Mostly from documents a team already has, not a blank prompt and not the open web. Across every source uploaded to generate an episode on Jellypod, documents and files outnumber live web URLs by more than 7 to 1. Most generative AI marketing guides implicitly frame generation as starting from a prompt typed into a chat box. In practice, the highest-quality generative marketing content, audio included, starts from something a team already wrote: a report, a deck, a transcript, a set of notes, and the model's job is to turn that into a new format, not invent facts from nothing.
That distinction matters for marketing specifically, where accuracy and a real point of view carry more weight than in general-purpose content generation. Grounding generation in a real source is also what keeps an AI agent producing a channel accurate enough to publish with light review instead of a full rewrite.

Where does Jellypod fit into generative AI for marketing?
As the tool for the format the other guides skip. A blog post, a report, or a set of notes goes in; a scripted, voiced, produced episode comes out, generated from that source rather than narrated over it. It plugs into the rest of a content marketing automation stack the same way an image generator or a copy tool does: as one more format a team can produce without hiring for the skill directly.

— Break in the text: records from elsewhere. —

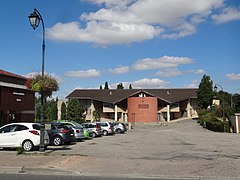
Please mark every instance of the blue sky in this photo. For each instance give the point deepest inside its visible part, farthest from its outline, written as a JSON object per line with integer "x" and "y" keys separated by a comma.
{"x": 145, "y": 43}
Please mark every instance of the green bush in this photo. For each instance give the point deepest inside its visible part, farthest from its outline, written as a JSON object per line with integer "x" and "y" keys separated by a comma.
{"x": 209, "y": 120}
{"x": 217, "y": 125}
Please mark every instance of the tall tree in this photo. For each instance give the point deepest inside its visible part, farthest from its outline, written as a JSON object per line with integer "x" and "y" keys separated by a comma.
{"x": 106, "y": 85}
{"x": 205, "y": 92}
{"x": 63, "y": 111}
{"x": 51, "y": 110}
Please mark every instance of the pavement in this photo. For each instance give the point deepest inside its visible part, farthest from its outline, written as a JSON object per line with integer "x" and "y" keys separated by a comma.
{"x": 181, "y": 150}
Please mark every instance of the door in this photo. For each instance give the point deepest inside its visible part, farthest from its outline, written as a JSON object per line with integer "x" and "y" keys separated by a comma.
{"x": 8, "y": 136}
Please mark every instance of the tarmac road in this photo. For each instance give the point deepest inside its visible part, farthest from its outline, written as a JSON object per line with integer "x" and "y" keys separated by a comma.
{"x": 181, "y": 149}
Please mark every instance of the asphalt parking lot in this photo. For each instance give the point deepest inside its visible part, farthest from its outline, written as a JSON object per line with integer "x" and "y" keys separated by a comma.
{"x": 181, "y": 149}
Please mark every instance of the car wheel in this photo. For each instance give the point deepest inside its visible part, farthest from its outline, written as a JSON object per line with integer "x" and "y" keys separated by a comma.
{"x": 94, "y": 135}
{"x": 105, "y": 133}
{"x": 27, "y": 145}
{"x": 57, "y": 140}
{"x": 119, "y": 131}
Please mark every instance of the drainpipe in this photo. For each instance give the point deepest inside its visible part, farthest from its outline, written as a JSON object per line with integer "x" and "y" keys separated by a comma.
{"x": 168, "y": 113}
{"x": 115, "y": 113}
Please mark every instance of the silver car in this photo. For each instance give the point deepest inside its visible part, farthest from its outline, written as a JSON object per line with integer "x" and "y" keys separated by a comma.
{"x": 94, "y": 128}
{"x": 77, "y": 128}
{"x": 107, "y": 128}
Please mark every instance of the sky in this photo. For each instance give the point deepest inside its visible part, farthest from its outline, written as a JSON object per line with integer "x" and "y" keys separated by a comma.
{"x": 145, "y": 43}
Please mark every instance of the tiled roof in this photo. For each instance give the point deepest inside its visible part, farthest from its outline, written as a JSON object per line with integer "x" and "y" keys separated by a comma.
{"x": 117, "y": 95}
{"x": 5, "y": 73}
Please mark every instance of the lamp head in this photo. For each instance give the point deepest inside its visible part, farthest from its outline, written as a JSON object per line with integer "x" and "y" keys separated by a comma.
{"x": 215, "y": 88}
{"x": 34, "y": 19}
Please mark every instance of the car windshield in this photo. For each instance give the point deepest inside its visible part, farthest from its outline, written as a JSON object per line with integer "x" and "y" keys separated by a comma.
{"x": 76, "y": 124}
{"x": 36, "y": 126}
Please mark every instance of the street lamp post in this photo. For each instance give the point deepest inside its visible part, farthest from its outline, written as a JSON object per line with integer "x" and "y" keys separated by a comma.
{"x": 35, "y": 18}
{"x": 215, "y": 89}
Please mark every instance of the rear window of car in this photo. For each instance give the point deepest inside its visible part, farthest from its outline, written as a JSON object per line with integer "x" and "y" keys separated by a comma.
{"x": 21, "y": 128}
{"x": 36, "y": 126}
{"x": 60, "y": 126}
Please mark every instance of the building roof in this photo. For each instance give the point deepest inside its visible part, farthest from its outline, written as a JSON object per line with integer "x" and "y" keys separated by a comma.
{"x": 117, "y": 95}
{"x": 5, "y": 73}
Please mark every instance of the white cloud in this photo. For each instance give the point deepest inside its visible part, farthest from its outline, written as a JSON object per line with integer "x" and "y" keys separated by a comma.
{"x": 227, "y": 14}
{"x": 193, "y": 84}
{"x": 119, "y": 70}
{"x": 233, "y": 77}
{"x": 149, "y": 83}
{"x": 91, "y": 73}
{"x": 127, "y": 21}
{"x": 169, "y": 72}
{"x": 160, "y": 63}
{"x": 143, "y": 84}
{"x": 102, "y": 33}
{"x": 198, "y": 71}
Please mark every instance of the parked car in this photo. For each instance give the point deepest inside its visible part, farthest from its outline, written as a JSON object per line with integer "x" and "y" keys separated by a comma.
{"x": 94, "y": 128}
{"x": 107, "y": 128}
{"x": 25, "y": 135}
{"x": 59, "y": 133}
{"x": 78, "y": 129}
{"x": 120, "y": 127}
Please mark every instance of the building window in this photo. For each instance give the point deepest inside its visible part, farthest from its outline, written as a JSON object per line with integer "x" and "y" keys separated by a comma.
{"x": 143, "y": 106}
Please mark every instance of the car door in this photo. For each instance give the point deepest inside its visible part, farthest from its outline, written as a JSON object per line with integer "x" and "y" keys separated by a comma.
{"x": 8, "y": 136}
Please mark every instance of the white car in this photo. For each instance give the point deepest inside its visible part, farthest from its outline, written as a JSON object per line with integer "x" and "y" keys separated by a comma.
{"x": 25, "y": 135}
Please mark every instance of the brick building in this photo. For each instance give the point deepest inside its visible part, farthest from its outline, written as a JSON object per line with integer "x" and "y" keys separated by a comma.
{"x": 137, "y": 105}
{"x": 16, "y": 100}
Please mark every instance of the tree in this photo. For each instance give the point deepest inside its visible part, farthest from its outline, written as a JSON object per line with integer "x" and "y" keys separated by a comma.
{"x": 120, "y": 86}
{"x": 46, "y": 84}
{"x": 106, "y": 85}
{"x": 205, "y": 92}
{"x": 63, "y": 111}
{"x": 75, "y": 111}
{"x": 96, "y": 115}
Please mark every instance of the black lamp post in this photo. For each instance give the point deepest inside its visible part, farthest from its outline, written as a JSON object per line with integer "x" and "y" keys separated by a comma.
{"x": 35, "y": 18}
{"x": 215, "y": 89}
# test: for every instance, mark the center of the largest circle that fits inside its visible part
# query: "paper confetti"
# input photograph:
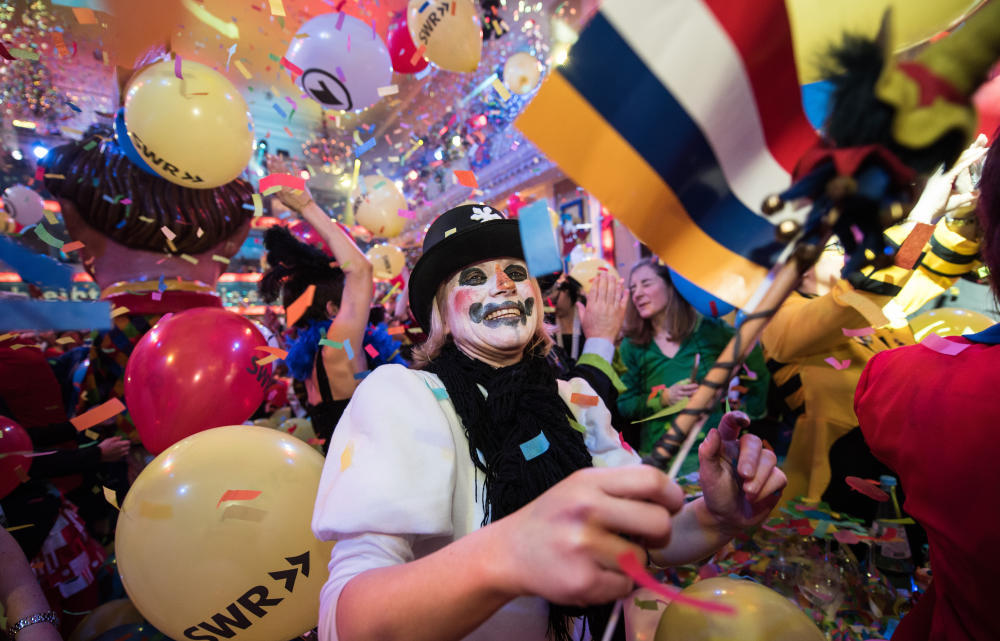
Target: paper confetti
(535, 447)
(104, 411)
(243, 70)
(584, 400)
(943, 345)
(296, 309)
(911, 249)
(466, 178)
(630, 565)
(866, 487)
(282, 180)
(501, 90)
(238, 495)
(346, 456)
(836, 364)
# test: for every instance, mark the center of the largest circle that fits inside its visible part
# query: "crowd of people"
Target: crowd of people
(503, 482)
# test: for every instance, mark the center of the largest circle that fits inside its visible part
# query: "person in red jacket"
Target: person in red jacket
(928, 411)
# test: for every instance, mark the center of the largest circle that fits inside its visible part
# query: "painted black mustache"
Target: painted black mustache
(478, 312)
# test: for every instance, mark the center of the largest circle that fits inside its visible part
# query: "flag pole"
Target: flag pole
(674, 445)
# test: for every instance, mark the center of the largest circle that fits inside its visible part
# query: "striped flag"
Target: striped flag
(681, 117)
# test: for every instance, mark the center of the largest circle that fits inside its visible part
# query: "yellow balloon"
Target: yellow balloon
(387, 260)
(948, 321)
(449, 30)
(196, 131)
(104, 617)
(818, 24)
(205, 558)
(761, 615)
(381, 201)
(586, 270)
(521, 72)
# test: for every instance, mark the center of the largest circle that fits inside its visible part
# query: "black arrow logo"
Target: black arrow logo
(288, 576)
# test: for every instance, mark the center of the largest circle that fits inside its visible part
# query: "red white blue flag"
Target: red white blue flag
(681, 116)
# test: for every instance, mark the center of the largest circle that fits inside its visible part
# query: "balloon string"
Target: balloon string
(630, 565)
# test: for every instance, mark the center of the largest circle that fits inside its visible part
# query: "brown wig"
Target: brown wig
(988, 212)
(130, 206)
(681, 316)
(292, 267)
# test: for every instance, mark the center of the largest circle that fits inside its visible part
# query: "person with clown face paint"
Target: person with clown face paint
(480, 498)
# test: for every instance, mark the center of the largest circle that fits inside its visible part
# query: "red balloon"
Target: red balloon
(987, 101)
(401, 48)
(308, 234)
(194, 371)
(13, 469)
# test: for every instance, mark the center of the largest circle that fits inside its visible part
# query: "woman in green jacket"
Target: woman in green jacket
(668, 348)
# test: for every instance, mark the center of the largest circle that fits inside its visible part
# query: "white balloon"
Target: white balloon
(24, 204)
(342, 68)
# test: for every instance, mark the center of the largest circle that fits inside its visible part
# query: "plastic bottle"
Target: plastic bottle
(892, 557)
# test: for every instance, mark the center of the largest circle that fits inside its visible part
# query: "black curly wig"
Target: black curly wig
(292, 267)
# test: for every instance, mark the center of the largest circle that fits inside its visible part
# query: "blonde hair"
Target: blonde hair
(681, 316)
(438, 336)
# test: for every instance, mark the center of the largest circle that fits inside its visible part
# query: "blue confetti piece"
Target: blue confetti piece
(536, 446)
(363, 147)
(538, 239)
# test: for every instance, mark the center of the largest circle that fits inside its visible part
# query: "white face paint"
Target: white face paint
(491, 310)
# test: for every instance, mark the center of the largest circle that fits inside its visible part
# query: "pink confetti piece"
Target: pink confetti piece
(630, 566)
(838, 365)
(943, 345)
(866, 487)
(238, 495)
(282, 180)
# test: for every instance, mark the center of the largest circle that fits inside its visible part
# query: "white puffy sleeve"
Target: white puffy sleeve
(606, 447)
(391, 463)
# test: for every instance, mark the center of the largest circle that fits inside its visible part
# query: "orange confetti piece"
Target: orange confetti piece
(84, 15)
(586, 400)
(277, 351)
(238, 495)
(466, 178)
(99, 414)
(301, 304)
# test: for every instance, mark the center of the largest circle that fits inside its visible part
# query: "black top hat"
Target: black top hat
(459, 237)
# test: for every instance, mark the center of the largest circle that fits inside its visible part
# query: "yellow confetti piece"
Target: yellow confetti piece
(109, 496)
(243, 70)
(501, 90)
(346, 456)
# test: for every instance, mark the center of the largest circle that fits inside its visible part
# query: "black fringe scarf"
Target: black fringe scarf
(522, 400)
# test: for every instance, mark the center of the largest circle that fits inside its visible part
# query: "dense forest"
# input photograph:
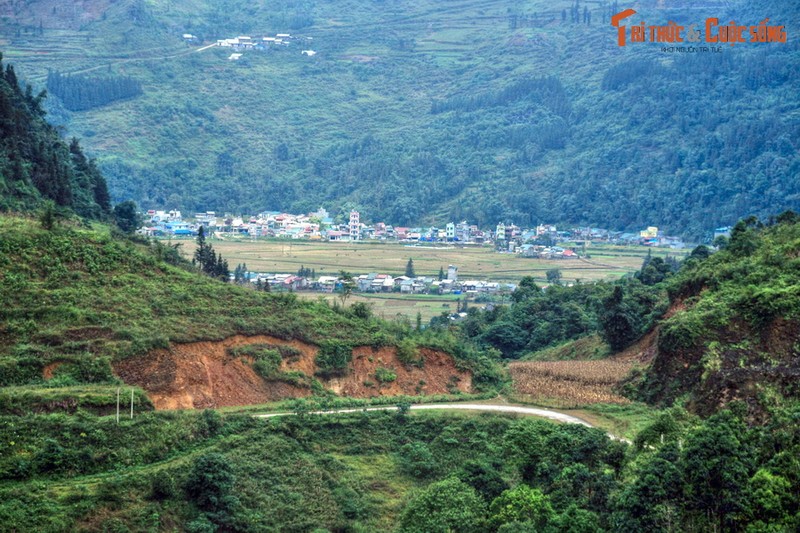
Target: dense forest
(79, 93)
(36, 164)
(424, 115)
(396, 472)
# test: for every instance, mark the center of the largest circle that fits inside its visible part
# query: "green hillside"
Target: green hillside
(737, 333)
(488, 111)
(36, 165)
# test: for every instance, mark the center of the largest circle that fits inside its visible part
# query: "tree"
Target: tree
(47, 218)
(410, 269)
(348, 285)
(716, 463)
(484, 478)
(210, 485)
(617, 323)
(126, 216)
(444, 506)
(522, 504)
(527, 288)
(209, 262)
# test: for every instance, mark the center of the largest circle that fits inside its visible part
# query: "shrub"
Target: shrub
(333, 358)
(385, 375)
(417, 460)
(408, 353)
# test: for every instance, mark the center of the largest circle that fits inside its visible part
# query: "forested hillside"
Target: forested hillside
(36, 165)
(737, 334)
(418, 112)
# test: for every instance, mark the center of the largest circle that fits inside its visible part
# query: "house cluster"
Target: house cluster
(243, 43)
(383, 283)
(539, 242)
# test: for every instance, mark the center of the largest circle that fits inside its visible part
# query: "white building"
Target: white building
(500, 232)
(355, 226)
(452, 273)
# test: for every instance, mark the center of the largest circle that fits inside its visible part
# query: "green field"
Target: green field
(329, 258)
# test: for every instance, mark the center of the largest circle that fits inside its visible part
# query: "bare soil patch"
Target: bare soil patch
(203, 375)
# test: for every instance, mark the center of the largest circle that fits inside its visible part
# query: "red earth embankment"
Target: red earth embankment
(204, 375)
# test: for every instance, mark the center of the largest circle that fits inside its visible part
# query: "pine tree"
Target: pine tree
(410, 269)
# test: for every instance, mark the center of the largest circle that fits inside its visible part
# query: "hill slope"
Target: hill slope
(83, 307)
(738, 334)
(36, 164)
(424, 111)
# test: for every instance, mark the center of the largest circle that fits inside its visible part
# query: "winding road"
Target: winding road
(514, 409)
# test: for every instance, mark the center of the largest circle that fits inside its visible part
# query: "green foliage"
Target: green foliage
(385, 375)
(522, 504)
(210, 486)
(410, 269)
(448, 505)
(126, 216)
(408, 353)
(538, 319)
(417, 460)
(729, 305)
(79, 93)
(334, 358)
(36, 165)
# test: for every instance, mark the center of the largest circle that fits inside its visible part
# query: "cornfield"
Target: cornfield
(572, 383)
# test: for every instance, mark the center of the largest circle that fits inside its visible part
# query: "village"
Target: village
(242, 43)
(540, 241)
(544, 241)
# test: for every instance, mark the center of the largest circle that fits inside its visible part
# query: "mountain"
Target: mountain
(418, 112)
(36, 165)
(735, 332)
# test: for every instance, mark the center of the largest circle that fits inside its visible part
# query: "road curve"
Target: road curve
(515, 409)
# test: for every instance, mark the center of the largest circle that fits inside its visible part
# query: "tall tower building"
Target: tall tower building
(355, 226)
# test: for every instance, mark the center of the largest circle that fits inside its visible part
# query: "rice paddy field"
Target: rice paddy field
(473, 262)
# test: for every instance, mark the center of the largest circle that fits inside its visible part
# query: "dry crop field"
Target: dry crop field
(391, 306)
(474, 262)
(570, 384)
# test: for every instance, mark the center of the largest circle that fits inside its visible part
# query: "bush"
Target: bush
(333, 358)
(385, 375)
(417, 460)
(408, 353)
(162, 487)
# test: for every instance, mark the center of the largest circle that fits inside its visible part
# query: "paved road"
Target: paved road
(530, 411)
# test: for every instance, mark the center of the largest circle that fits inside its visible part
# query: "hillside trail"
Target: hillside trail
(485, 407)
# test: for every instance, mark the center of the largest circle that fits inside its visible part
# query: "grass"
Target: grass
(620, 420)
(473, 262)
(391, 306)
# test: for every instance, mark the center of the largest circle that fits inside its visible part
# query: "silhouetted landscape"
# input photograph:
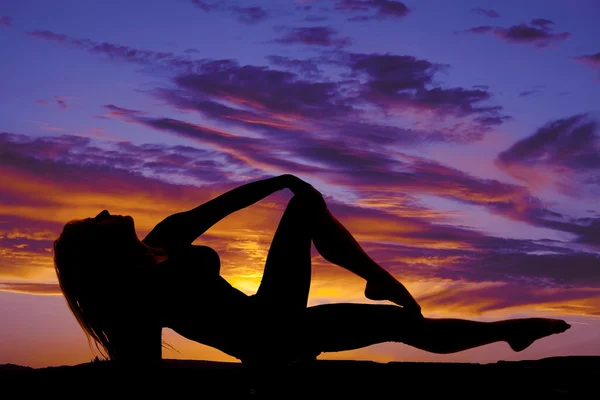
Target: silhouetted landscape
(557, 376)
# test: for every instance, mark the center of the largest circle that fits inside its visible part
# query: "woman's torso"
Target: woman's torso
(196, 302)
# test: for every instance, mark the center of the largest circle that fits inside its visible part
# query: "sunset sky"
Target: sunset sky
(457, 140)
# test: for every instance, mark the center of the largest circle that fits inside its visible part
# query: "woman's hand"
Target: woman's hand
(303, 189)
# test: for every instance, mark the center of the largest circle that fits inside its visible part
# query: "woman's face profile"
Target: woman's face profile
(104, 218)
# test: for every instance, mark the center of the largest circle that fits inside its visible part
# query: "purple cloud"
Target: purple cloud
(372, 9)
(591, 60)
(312, 96)
(61, 102)
(250, 15)
(313, 36)
(486, 12)
(404, 80)
(5, 21)
(538, 32)
(304, 67)
(567, 145)
(120, 53)
(70, 161)
(247, 15)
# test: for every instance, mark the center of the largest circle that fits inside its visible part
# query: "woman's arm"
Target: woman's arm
(184, 227)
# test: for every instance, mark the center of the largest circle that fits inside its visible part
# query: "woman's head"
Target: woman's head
(100, 264)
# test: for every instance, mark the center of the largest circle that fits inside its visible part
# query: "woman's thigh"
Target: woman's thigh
(286, 278)
(276, 337)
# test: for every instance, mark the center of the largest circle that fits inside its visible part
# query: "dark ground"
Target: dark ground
(562, 377)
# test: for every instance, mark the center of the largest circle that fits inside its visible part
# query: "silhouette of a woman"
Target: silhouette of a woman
(123, 291)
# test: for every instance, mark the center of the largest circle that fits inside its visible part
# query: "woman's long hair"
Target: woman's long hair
(106, 276)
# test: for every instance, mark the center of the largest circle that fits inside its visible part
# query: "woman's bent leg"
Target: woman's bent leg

Frequently asked questions
What is generative AI used for in marketing?
Most commonly: drafting ad and email copy, generating images and graphics, personalizing messages at scale, and powering chatbots. A newer and less-covered use is full audio generation, writing and producing a conversational episode from a source document rather than narrating an existing script.
Is AI-generated audio the same as text-to-speech?
No. Text-to-speech reads an existing script aloud. Generative audio, the kind Jellypod produces, writes the script from a source first, deciding what to say and how to structure the conversation, then produces the audio. The generation happens in the writing step, not just the voice.
What generative AI tools do marketers actually use?
Copywriting tools for ad and email drafts, image generators for creative assets, chatbot platforms for support and lead qualification, and increasingly audio tools for turning source content into episodes. Jellypod covers the audio category specifically, generating a script and a produced conversation from a document, report, or set of notes.
Can generative AI create a full marketing podcast episode?
Yes. Given a source document, a URL, or notes, an AI tool can write the script, choose or clone a voice, generate the audio, and produce a finished episode, without a person recording anything. Review before publishing is standard practice, the same way a marketer reviews AI-drafted copy before it ships.
Why don't more generative AI marketing guides mention audio?
Mostly because the guides were scoped around older text-to-speech tools, which only narrated existing scripts and did not feel generative. Full script-to-audio generation, where the AI decides what to say and produces a complete conversation, is newer and has not made it into most existing lists yet, even though the technology is mature.
The short version
Generative AI for marketing guides cover the same four things almost every time: copy, images, chatbots, personalization. Audio is fully generative, source in, scripted and produced conversation out, and it is still missing from most of that list, mostly because the category grew up after the guides were written. Jellypod generates that format specifically, grounded in a source document rather than invented from a blank prompt, which is also closer to how the highest-quality generative marketing content actually gets made across every format, not just audio.